Don't be a Victim: Equifax Data Breach - WTOC-TV: Savannah, Beaufort, SC, News, Weather & Sports

Don't be a Victim: Equifax Data Breach

(Source: WTOC) (Source: WTOC)
SAVANNAH, GA (WTOC) -

It’s being called the worst hack of personal data in U.S. History. In this week’s “Don’t be a Victim” report, we look at what you need to do now to protect your credit in the wake of the Equifax breach. Hopefully, you have visited https://www.equifax.com/personal/ to see if you are impacted.

Hackers now have their hands on the personal info of an estimated 143 million Americans, including names, social security numbers, birth dates, possibly even driver’s license information. Even if you are not on the list, many security experts are saying it's best to be on the safe side. 

“Freeze your credit. Make sure that you are periodically checking your credit report. Make sure that you are looking for things suspicious in your credit history,” says Brandon McCrillis, CEO of Rendition Infosec, a cybersecurity company in Augusta.

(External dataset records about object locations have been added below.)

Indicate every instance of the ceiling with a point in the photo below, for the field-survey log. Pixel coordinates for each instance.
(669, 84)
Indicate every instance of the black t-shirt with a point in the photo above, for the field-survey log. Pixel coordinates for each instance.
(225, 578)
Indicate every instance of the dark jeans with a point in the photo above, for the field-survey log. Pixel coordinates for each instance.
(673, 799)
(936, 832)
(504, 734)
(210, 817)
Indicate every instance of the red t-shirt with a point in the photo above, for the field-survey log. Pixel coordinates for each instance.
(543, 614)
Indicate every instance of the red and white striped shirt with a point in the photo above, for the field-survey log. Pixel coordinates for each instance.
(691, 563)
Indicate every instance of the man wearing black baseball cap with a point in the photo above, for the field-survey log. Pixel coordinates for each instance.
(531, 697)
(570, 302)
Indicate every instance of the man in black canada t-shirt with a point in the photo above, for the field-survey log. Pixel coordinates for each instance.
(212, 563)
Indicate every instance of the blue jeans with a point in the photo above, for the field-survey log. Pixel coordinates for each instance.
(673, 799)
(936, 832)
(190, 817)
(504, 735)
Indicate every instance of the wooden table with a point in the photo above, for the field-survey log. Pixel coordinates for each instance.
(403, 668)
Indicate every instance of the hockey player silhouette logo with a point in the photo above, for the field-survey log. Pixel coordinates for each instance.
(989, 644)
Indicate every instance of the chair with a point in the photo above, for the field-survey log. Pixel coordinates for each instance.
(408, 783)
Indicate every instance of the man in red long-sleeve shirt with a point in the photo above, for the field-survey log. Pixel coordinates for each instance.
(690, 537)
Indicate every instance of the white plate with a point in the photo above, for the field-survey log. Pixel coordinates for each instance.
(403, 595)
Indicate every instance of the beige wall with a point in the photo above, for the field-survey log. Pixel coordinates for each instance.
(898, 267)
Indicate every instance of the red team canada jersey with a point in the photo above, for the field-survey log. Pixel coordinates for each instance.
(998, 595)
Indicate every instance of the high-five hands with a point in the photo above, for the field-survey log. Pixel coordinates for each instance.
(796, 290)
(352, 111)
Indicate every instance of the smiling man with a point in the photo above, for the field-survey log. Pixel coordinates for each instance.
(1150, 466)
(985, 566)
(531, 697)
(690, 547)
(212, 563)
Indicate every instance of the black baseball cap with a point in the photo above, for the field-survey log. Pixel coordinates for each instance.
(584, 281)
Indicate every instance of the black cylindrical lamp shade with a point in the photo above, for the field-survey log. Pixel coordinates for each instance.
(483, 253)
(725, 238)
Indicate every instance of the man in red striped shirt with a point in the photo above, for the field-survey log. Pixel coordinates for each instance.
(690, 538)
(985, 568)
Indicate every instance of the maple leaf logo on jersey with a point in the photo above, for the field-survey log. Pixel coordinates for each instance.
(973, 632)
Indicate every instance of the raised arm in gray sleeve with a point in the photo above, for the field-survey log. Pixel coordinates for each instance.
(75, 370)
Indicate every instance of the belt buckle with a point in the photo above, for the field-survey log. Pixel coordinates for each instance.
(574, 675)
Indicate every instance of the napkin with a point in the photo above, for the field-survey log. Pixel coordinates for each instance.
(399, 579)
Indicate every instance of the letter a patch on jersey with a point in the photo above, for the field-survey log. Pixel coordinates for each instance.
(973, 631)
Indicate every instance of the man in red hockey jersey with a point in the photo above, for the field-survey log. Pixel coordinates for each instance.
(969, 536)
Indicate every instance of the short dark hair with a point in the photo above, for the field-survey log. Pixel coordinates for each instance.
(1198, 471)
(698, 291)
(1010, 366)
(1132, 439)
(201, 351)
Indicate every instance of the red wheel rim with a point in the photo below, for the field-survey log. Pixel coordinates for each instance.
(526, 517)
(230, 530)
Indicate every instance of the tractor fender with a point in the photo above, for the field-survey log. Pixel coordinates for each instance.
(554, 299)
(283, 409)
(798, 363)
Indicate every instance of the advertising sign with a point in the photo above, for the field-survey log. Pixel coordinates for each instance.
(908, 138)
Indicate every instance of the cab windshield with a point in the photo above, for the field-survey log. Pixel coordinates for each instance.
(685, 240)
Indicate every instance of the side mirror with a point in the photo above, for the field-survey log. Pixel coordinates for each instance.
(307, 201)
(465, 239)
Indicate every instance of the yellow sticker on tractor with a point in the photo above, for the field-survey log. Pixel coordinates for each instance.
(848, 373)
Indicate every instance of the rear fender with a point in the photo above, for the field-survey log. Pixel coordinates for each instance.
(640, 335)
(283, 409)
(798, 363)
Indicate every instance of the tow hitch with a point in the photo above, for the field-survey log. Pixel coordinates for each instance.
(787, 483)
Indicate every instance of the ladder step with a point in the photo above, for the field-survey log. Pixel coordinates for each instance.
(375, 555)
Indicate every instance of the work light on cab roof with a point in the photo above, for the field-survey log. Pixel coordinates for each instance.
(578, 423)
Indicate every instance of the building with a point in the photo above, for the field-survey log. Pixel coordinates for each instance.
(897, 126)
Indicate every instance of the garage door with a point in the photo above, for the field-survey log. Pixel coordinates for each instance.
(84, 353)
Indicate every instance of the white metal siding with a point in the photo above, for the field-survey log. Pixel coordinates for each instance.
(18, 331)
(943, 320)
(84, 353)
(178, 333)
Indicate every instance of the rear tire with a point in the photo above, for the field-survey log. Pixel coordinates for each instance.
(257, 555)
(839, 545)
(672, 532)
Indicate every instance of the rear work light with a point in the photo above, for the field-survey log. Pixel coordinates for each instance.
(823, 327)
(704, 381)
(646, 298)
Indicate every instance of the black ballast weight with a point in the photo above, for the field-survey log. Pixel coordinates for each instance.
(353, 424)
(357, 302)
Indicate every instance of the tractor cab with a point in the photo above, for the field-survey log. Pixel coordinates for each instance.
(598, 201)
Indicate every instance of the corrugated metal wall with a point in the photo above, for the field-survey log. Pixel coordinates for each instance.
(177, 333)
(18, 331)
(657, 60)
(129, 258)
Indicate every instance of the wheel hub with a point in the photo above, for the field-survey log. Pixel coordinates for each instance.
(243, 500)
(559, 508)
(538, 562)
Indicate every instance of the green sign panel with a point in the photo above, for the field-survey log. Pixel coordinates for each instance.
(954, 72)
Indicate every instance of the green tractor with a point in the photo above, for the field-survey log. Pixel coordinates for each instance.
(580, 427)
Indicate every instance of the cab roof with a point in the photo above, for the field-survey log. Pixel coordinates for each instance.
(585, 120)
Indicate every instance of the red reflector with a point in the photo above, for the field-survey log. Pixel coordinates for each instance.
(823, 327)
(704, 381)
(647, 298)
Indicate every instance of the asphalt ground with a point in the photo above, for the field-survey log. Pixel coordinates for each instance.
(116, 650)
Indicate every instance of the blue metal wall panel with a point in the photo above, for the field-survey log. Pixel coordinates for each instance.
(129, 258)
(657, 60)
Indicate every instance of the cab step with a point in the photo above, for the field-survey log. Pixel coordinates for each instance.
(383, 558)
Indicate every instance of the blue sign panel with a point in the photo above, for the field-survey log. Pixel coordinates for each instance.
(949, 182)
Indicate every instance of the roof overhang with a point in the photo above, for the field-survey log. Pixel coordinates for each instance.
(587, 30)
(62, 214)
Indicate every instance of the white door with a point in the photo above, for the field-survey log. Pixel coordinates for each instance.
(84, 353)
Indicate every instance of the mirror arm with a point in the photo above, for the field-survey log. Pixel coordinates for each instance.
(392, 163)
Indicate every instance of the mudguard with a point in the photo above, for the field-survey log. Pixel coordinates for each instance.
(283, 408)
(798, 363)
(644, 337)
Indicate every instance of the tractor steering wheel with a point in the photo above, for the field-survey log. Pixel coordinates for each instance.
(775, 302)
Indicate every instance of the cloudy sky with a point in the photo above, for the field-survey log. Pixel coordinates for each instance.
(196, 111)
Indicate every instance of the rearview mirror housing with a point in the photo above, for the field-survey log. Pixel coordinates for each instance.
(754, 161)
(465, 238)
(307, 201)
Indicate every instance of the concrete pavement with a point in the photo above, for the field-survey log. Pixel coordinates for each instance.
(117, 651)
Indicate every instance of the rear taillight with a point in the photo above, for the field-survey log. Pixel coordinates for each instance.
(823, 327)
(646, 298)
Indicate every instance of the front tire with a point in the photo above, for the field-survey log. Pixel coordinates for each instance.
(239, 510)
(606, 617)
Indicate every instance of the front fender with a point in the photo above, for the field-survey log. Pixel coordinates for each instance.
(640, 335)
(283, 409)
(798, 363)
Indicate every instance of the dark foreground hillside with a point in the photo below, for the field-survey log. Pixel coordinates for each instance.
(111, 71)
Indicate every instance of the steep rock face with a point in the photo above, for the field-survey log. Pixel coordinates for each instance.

The most effective method is to freeze your credit. This will cost you money and inconvenience, but it will prevent anyone from establishing new credit accounts in your name. It does cost a small fee generally to do this. You will need to call or go online to do so.

Equifax 1.800.349.9960

https://www.freeze.equifax.com/Freeze/jsp/SFF_PersonalIDInfo.jsp

Experian 1.888.397.3742

http://www.experian.com/

TransUnion 1.888.909.8872

https://www.transunion.com/equifax-data-breach-faqs

If you don’t want to freeze your credit, you can place a 90-day fraud alert. This tells potential creditors to verify your identity before issuing credit in your name. You can monitor your own credit. If you haven’t assessed credit reports in the past year, do so now. Stay vigilant by checking credit card statements or signing up for alerts about credit transactions. Here’s more helpful information about the steps you can take from Georgia’s Own Credit Union.

Another thing to remember is that Equifax will not call you about this, so be on the lookout for scammers who are already trying to take advantage.

“Consumers need to be extra vigilant when they get cold called or receive e-mails pertaining to being from related to this Equifax security breach. If someone is asking for your personal information, do not give it,” warns Carrie Grube Lybarker with South Carolina Department of Consumer Affairs. Get more information from their page here."

It’s also important to remember that this risk is not going to go away. If someone has your personal information, they could still use it years down the line. It may be worth it to pay an identity theft monitoring service that you can trust.